Großes Interesse am Infotag
des Gefäßzentrums Augusta

Riesenandrang gab es bereits morgens in der Aula des Institutsgebäudes – und sehr großes Interesse auch danach in der Ambulanz der Klinik für Gefäßchirurgie. Dr. Beyer und Dr. Longwitz vom Gefäßzentrum der Augusta-Kranken-Anstalt waren äußerst zufrieden mit der Bilanz nach dem Info-Tag im Rahmen des 4. Deutschen Gefäßtages, am Samstag,. 18. Oktober.

Dass die Aula schon bei den Vorträgen sehr gut gefüllt war, freute die Veranstalter besonders. Chefarzt Dr. Jochen Beyer und Dr.
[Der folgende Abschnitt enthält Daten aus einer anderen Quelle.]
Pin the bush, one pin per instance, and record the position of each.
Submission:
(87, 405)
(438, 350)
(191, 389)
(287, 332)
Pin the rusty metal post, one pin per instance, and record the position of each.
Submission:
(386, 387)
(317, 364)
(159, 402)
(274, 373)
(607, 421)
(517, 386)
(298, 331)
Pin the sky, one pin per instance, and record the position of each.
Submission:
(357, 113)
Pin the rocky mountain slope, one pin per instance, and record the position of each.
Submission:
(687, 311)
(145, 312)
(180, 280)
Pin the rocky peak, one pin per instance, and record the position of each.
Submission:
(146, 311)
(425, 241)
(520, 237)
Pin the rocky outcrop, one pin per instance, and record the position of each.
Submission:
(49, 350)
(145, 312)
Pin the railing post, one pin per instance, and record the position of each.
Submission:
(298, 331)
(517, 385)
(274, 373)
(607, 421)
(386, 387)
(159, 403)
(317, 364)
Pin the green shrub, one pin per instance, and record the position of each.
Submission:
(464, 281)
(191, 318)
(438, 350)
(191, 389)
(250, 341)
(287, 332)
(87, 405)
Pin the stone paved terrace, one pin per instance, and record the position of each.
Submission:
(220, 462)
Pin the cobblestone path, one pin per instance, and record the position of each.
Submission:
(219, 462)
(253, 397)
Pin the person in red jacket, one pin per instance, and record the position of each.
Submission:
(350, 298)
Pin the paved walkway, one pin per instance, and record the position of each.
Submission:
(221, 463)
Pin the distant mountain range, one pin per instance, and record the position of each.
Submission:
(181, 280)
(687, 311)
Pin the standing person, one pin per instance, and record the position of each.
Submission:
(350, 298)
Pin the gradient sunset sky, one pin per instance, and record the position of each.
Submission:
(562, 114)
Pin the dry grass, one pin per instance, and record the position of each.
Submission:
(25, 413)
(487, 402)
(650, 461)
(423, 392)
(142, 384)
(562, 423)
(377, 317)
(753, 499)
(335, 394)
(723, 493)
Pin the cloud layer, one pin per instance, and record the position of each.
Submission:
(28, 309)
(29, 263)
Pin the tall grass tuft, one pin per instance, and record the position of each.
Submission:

Detlef Longwitz, der leitende Arzt des Angioradiologischen Institutes, standen schon am späten Vormittag Rede und Antwort: Es gab nach den Vorträgen jede Menge Fragen, die geduldig und allgemeinverständlich beantwortet wurden.

Dr. Beyer, der in seiner Freizeit ein begeisterter Hobbytaucher ist, begeisterte die Zuhörer bei seinem Vortrag zum Aorten-Aneurysma mit Unterwasserbildern und Hai-Aufnahmen: Er zeigte eine balue Lagune und fragte, ob denn jemand mit ihm schwimmen gehen wolle. Das wurde durchaus bejaht – bis Dr. Beyer auch Bilder mit Haien zeigte.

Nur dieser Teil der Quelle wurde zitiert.